Bald eagle ‘Birdzilla’ recovers from lead poisoning, soaring above treetops once again

After suffering from severe lead poisoning, a bald eagle in Nova Scotia has made an astounding recovery, and is back soaring above the treetops.

The bird was brought to the Cobequid Wildlife Rehabilitation Centre in Brookfield, Nova Scotia at the end of December.

“We had seven eagles at our place when we had her…but she made the other ones look like mini-birds,” Helene Van Doninck, veterinarian and director of the wildlife centre, told CBC News.

They nicknamed the 6.4-kilogram female “Birdzilla,” because she’s the largest bald eagle the centre has ever seen. She’s resilient too.

Birdzilla arrived at the centre so weak that she could barely hold her head up—a sure sign of lead poisoning.

According to Van Doninck, poisoned eagles “usually look like they’re drunk or stoned.” They have slower reaction times, which also makes them more likely to get hit by cars or hurt themselves by landing clumsily. If they become sick enough, they stop flying altogether, and can end up starving to death.

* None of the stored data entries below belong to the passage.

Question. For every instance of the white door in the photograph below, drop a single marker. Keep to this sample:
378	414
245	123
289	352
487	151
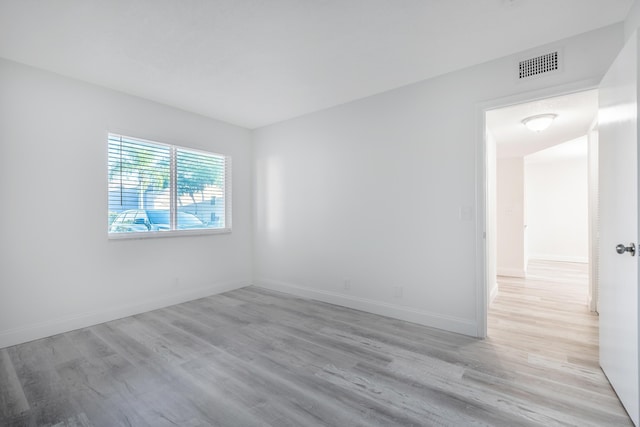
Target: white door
619	273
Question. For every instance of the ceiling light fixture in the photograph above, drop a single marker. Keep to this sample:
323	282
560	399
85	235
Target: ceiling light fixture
540	122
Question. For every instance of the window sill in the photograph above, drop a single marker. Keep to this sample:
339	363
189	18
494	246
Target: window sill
171	233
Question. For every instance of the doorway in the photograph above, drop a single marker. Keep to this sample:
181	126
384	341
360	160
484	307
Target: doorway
541	205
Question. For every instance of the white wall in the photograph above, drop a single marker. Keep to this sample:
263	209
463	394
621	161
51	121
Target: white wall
510	216
557	204
633	20
383	192
492	224
58	270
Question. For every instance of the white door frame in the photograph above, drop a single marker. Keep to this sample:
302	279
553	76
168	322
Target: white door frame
482	301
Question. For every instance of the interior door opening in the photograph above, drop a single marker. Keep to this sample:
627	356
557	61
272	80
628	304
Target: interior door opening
541	207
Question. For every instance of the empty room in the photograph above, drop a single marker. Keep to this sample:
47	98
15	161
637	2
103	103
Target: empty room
284	213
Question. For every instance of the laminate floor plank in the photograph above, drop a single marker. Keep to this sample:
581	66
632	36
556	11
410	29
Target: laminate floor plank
254	357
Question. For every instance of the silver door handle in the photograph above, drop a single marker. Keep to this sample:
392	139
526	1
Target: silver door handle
622	249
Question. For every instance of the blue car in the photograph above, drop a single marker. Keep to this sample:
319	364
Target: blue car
140	220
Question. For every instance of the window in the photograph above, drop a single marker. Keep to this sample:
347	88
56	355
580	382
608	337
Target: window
159	189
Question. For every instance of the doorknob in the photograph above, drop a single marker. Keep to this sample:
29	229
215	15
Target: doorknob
622	249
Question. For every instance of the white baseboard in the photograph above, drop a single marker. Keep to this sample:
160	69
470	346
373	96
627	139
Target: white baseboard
439	321
511	272
559	258
57	326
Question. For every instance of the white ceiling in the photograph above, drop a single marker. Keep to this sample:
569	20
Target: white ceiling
576	113
256	62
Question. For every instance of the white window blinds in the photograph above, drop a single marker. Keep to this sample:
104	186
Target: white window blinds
155	187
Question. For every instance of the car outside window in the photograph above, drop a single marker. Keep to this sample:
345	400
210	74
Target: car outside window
161	189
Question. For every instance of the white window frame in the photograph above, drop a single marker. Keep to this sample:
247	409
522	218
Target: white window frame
174	197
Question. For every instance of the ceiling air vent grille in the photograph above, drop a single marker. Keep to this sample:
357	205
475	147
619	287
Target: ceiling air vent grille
539	65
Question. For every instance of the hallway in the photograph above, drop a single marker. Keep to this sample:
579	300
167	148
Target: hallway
542	323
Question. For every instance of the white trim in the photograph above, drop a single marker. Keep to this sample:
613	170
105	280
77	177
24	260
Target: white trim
65	324
482	305
511	272
434	320
559	258
494	293
166	233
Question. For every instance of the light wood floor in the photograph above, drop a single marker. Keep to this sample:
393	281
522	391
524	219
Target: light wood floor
258	358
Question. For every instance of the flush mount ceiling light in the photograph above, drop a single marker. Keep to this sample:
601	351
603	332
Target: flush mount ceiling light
540	122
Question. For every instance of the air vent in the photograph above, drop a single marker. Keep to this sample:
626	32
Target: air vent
539	65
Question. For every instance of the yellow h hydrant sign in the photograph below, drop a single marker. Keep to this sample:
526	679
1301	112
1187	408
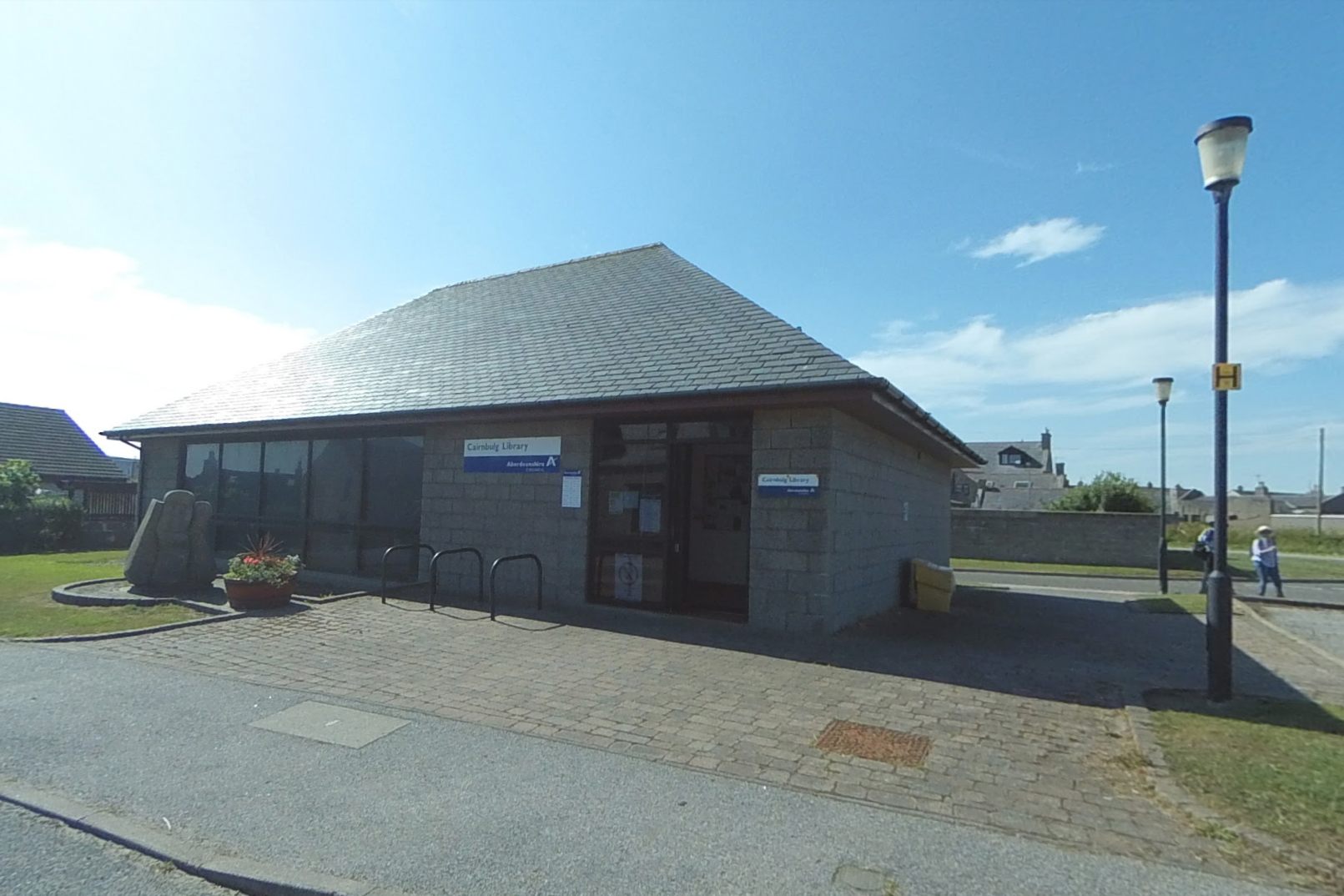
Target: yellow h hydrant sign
1227	378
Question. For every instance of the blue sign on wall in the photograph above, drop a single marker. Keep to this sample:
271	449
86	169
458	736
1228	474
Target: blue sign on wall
801	486
512	456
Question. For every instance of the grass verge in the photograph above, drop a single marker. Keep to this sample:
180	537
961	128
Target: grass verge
1291	568
28	612
1273	765
1192	603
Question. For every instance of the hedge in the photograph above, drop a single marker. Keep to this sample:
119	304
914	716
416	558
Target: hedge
48	524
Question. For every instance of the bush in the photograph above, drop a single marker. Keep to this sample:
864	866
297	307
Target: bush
1108	492
41	527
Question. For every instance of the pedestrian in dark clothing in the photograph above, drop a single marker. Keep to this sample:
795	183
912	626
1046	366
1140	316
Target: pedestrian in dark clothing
1205	551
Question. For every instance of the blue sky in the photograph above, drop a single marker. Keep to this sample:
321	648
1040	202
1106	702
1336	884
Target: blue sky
996	206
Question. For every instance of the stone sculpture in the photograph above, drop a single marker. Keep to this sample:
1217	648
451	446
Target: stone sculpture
171	548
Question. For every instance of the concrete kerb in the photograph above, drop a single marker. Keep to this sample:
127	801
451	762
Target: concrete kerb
213	613
1302	642
1175	797
244	875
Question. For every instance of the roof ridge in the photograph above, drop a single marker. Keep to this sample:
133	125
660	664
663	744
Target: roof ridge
535	268
33	407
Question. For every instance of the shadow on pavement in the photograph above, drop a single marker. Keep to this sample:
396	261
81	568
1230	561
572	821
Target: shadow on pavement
1070	649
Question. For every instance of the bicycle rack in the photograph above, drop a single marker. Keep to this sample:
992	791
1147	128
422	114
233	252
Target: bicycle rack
480	574
382	589
516	556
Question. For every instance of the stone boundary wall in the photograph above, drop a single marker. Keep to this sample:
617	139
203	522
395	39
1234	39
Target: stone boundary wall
107	534
1057	536
1330	521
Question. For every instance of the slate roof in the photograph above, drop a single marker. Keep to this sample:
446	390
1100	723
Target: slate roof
629	324
1009	499
55	444
991	451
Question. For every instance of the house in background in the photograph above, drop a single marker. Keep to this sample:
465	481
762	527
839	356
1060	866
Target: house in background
655	438
1016	476
72	465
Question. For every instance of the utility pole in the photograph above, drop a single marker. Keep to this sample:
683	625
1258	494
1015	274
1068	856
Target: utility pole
1320	482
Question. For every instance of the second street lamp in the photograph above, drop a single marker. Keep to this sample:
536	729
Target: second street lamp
1222	154
1164	394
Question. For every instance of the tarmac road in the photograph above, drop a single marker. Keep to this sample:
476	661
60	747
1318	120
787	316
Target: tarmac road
441	806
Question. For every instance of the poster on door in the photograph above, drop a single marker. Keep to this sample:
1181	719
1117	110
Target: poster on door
629	576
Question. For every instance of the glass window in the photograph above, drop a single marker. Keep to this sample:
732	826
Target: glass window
202	473
233	537
336	480
239	482
284	481
402	566
394	481
332	550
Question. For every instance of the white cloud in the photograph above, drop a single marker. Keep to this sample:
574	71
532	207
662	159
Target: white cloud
83	334
1273	328
1036	242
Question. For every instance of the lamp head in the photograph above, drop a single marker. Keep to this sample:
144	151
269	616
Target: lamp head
1164	389
1222	151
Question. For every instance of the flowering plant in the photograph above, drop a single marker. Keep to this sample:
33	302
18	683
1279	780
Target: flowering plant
262	563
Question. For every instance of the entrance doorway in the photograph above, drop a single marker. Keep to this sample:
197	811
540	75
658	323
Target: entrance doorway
671	516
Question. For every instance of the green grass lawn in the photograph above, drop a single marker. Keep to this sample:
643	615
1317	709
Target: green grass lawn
1273	765
28	612
1289	568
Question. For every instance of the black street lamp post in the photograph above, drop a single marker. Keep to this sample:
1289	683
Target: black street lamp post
1222	154
1164	392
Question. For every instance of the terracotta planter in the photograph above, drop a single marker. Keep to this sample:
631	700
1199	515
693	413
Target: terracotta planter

Sadly, Birdzilla’s case is not an anomaly—according to reports, an estimated 25 percent of eagles brought to rehab centres in North America have serious lead poisoning. In fact, two women from Duluth, Minnesota took an eagle suffering from lead poisoning into a rehab centre last week.

The problem is particularly prevalent during hunting season, since ammunition is the leading culprit. As scavengers, eagles will feast on wounded deer or other animals that have been shot, and it only takes small fragments of lead bullets to harm the birds.

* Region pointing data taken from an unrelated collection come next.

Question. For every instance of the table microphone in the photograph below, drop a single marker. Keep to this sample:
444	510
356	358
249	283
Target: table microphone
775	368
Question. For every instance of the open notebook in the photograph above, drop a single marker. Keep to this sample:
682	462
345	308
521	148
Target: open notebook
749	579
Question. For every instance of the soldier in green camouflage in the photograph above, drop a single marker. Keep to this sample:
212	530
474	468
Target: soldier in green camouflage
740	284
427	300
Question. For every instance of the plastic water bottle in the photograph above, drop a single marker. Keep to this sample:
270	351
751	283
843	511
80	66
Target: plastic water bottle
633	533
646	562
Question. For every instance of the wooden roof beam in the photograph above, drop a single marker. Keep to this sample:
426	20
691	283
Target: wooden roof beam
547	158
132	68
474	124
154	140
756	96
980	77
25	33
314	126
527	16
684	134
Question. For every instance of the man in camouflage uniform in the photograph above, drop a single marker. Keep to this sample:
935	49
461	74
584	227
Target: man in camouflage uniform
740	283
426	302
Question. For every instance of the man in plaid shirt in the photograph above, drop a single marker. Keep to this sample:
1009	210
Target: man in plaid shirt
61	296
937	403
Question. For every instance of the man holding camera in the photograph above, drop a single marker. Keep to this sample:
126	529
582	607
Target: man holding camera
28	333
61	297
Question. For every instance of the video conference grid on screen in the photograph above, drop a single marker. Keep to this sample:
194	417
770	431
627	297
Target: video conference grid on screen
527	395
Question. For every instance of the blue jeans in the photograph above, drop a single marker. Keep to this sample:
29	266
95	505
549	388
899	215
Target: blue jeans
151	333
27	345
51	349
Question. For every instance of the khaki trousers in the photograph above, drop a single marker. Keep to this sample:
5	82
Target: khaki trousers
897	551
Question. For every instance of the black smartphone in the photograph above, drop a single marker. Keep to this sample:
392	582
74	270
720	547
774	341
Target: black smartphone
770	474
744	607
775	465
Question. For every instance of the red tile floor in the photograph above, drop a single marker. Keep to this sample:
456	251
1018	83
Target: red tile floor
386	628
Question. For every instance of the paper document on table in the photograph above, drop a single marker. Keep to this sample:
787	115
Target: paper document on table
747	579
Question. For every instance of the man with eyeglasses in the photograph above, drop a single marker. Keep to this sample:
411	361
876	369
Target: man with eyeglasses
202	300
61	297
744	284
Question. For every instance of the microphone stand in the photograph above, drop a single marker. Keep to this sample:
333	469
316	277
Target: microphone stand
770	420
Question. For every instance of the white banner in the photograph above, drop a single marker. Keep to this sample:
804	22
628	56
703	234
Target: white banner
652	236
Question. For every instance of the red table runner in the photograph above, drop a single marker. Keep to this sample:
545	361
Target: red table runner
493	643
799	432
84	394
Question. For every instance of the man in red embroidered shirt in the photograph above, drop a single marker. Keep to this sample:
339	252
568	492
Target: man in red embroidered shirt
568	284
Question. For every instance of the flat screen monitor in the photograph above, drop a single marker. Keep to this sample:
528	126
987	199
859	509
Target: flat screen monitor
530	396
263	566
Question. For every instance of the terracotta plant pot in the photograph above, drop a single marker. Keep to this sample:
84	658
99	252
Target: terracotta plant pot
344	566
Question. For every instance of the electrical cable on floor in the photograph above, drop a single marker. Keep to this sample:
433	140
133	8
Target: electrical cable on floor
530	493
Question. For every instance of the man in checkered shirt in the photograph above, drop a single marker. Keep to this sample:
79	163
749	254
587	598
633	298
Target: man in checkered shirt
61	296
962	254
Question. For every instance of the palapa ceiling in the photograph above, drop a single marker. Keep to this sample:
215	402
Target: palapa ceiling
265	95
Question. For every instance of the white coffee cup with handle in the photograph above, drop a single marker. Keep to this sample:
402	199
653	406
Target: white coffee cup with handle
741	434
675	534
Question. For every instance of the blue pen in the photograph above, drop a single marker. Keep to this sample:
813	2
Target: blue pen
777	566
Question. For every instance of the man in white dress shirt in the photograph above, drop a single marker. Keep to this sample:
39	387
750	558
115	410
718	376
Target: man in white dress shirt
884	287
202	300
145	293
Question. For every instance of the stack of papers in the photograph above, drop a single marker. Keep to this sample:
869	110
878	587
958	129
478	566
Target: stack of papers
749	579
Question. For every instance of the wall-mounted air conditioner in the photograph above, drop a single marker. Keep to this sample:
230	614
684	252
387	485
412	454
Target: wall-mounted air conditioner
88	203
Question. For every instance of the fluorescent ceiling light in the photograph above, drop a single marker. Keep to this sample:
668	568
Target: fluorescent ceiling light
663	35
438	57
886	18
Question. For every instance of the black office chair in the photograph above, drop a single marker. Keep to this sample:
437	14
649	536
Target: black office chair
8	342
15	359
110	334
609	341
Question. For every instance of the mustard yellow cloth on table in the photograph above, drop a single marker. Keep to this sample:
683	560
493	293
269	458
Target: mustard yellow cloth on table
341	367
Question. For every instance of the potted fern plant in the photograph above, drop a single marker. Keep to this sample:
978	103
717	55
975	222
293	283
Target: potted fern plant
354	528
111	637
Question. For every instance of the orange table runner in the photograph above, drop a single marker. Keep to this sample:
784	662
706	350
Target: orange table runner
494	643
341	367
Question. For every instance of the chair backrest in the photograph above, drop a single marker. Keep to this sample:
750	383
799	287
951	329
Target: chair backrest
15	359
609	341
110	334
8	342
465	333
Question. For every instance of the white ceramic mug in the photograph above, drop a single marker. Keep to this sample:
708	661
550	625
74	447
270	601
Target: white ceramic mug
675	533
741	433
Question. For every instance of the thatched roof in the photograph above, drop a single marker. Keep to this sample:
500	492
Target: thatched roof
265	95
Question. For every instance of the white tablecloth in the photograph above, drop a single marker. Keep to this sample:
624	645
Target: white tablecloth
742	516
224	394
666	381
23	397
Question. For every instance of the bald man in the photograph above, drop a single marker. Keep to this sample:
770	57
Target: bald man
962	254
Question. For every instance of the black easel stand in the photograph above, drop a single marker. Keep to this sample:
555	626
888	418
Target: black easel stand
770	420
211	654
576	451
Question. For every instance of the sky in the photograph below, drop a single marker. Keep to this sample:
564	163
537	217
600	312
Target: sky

Once blood tests confirmed Birdzilla was suffering from lead poisoning, workers at the rehab centre quickly began treating her. They do so with a chemical that binds to the lead and takes it out of the tissue. The toxin is then filtered by the kidneys and excreted.

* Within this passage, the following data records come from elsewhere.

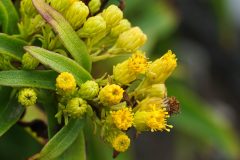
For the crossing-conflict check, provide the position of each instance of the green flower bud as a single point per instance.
(59, 5)
(123, 26)
(92, 27)
(89, 90)
(76, 108)
(77, 14)
(27, 97)
(131, 40)
(112, 15)
(29, 62)
(28, 8)
(94, 6)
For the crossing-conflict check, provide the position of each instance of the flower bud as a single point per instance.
(94, 6)
(76, 14)
(65, 83)
(29, 62)
(89, 90)
(131, 40)
(27, 97)
(161, 68)
(59, 5)
(110, 95)
(28, 8)
(92, 27)
(123, 26)
(127, 71)
(112, 15)
(121, 143)
(76, 108)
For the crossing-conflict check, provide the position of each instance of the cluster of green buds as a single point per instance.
(133, 96)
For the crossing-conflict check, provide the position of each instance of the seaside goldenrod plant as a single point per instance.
(46, 63)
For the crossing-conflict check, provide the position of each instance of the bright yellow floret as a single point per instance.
(27, 97)
(123, 118)
(121, 143)
(65, 82)
(162, 68)
(111, 95)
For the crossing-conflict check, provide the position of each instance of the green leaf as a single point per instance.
(21, 78)
(62, 140)
(68, 36)
(11, 46)
(76, 151)
(10, 110)
(199, 120)
(8, 17)
(49, 102)
(59, 63)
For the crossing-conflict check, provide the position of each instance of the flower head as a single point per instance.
(65, 82)
(162, 68)
(121, 143)
(123, 118)
(27, 97)
(110, 95)
(128, 70)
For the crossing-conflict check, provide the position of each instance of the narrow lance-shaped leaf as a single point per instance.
(68, 36)
(11, 46)
(10, 110)
(59, 63)
(21, 78)
(62, 140)
(8, 17)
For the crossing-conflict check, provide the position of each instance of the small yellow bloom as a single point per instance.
(121, 143)
(27, 97)
(131, 40)
(151, 115)
(111, 95)
(112, 15)
(161, 68)
(123, 118)
(66, 82)
(127, 71)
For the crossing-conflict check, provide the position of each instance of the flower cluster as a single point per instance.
(133, 96)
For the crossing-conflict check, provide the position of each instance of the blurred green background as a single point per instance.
(205, 35)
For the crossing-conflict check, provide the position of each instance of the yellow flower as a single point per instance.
(123, 118)
(110, 95)
(27, 97)
(151, 115)
(161, 68)
(121, 143)
(128, 70)
(66, 82)
(131, 40)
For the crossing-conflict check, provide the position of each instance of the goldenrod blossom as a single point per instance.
(123, 118)
(66, 82)
(110, 95)
(27, 97)
(128, 70)
(121, 143)
(162, 68)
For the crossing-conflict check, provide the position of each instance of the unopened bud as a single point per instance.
(123, 26)
(89, 90)
(131, 40)
(92, 27)
(29, 62)
(94, 6)
(112, 15)
(77, 14)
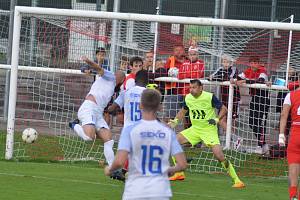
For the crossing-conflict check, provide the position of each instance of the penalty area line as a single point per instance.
(59, 179)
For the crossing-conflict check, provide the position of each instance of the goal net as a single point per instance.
(50, 86)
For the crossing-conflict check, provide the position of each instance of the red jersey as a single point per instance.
(295, 107)
(293, 85)
(172, 62)
(250, 74)
(190, 70)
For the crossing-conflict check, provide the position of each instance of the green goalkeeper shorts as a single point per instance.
(208, 136)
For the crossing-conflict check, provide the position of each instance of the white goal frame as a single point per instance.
(21, 10)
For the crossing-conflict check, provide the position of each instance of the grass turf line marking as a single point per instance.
(95, 183)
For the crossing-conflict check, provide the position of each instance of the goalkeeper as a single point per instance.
(201, 105)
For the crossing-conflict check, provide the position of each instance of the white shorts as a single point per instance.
(90, 113)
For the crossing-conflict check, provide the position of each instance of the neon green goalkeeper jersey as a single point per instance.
(200, 109)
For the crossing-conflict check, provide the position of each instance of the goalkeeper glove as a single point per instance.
(281, 139)
(173, 123)
(213, 121)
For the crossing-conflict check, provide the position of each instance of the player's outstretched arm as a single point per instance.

According to Wildwoods, a wildlife rehabilitation centre in Duluth, treatment for lead poisoning can sometimes take up to a year. But Birdzilla lived up to her nickname, and after spending just a month at Cobequid, the robust eagle was rereleased into the wild this past weekend.

“The weather was good, she was flying like a fighter jet in our enclosure, so we decided that Saturday was a good day to let her go,” Van Doninck told CBC News.

In attempt to prevent future incidents like these, Van Doninck travels the Maritimes, talking to hunters about the harm of using lead products. Non-toxic alternatives might be more expensive, but they could save an eagle’s life.